Well at least the tenative acceptance of WFH for office workers is indirectly leading to that path for the white collars. I've been WFH since the coof hit, and my output shot up, I've lost weight, stress is down, I've been eating better than ever, its been universal wins. We can see it across the board, where most office work hasn't seen the sheer drop in output one would otherwise expect.
But American city planners set out to build the american dream with the detached houses and picket fences, shining automobiles in front of every one. The idea of living in an apartment sized home above the family business wasn't seen as a good thing, and was deliberately avoided. High density business and office space with no local housing required the construction of vast tracts of parking space, amplifying the problem even worse. And once it started going, you couldn't really stop, because each piece relied on everything else. Too late to renovate office towers to try and meet home standards, too late to drive an ownership expectation towards condo style units in buildings instead of detatched homes, and too late to try and remove dependence on cars, since most everyone already lived out in irreversable suburban islands.
The worst part is all this has also indirectly bankrupted cities, the mass sprawl is expensive as hell to maintain and generates far less revenue over that space, so municipalities are often broke, or desperately selling new land to drive new expansions with developers who are building million dollar detached homes, because thats the biggest bang for their buck and what people are willing to buy.

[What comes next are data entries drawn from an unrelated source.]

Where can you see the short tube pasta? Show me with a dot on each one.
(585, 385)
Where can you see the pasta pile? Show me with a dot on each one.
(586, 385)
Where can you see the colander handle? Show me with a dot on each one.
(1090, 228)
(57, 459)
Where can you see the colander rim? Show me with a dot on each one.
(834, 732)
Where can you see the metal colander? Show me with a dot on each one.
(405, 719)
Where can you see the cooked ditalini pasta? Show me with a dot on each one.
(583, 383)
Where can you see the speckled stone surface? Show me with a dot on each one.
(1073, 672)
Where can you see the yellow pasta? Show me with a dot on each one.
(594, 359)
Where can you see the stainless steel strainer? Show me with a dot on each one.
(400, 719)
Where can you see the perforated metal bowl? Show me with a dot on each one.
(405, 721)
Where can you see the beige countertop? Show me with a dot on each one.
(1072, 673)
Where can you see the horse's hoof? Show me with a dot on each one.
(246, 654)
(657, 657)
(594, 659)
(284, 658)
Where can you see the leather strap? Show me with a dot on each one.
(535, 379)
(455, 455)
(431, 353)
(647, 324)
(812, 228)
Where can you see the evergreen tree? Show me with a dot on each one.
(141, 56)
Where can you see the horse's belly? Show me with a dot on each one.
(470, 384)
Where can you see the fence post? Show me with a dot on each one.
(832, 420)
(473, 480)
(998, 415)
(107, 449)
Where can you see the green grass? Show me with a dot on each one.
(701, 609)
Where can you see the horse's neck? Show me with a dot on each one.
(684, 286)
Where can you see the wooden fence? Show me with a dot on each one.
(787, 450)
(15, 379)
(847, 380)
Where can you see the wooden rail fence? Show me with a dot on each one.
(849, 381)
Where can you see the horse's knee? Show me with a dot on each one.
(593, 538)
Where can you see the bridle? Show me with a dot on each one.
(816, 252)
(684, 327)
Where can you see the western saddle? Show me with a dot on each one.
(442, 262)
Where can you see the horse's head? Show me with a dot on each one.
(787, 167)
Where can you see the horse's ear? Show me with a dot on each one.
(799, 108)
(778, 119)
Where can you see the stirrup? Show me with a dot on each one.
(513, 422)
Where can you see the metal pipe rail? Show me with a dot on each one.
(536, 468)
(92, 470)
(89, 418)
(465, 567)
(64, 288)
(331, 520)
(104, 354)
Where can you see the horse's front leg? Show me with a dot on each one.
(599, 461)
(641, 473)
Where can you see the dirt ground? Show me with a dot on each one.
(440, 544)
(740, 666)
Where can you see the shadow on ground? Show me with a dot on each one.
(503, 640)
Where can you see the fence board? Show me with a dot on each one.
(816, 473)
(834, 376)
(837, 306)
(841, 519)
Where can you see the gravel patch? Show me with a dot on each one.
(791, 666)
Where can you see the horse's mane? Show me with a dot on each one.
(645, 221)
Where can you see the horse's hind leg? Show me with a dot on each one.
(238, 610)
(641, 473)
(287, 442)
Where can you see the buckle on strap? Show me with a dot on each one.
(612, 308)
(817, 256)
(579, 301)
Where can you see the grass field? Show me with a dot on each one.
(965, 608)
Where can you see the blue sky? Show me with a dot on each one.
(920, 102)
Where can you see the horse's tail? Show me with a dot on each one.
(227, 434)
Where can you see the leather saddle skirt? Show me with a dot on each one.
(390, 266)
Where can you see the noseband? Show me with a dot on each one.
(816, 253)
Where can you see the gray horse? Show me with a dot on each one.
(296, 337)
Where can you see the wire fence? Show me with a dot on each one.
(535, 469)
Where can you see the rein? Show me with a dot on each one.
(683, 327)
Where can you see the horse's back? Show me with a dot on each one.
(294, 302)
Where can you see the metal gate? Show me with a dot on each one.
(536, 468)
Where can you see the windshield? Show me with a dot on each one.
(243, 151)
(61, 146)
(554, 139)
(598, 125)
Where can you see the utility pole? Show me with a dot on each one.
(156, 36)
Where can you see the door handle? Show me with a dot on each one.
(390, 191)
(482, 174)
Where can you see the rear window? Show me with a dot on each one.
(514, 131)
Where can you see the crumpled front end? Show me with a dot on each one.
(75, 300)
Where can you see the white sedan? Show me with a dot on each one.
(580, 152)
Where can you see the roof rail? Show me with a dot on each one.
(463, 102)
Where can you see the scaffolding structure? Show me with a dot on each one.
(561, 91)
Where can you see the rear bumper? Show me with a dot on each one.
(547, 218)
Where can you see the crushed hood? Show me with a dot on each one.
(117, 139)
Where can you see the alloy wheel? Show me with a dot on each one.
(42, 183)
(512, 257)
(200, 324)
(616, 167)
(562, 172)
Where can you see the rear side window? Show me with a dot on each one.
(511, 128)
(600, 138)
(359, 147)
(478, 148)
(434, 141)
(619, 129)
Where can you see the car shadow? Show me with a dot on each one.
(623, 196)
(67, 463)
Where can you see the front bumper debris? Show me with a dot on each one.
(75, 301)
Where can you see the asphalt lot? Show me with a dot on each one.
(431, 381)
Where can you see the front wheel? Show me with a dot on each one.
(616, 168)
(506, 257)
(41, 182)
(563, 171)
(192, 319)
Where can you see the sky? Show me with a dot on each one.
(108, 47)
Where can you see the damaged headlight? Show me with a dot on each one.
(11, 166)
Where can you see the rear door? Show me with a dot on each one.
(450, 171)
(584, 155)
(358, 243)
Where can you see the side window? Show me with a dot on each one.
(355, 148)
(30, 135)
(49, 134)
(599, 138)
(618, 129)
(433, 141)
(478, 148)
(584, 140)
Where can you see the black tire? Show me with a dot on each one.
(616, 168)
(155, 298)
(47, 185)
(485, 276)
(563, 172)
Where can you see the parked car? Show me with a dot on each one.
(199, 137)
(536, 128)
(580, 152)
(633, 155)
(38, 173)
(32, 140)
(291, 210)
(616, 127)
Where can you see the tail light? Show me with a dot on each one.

Designing good cities is hard enough, retrofitting a shitty city to be a good one is a nightmare. And the shortage of quality high density residences (Quality being services and jobs actually available nearby) just makes the renter situation even more difficult, because even if you rent the home you still have to upkeep the rest of the american suburban lifestyle, which is expensive. Combine that with financial illiteracy and a complete lack of respect to property owners, and the whole renter situation has always been fragile.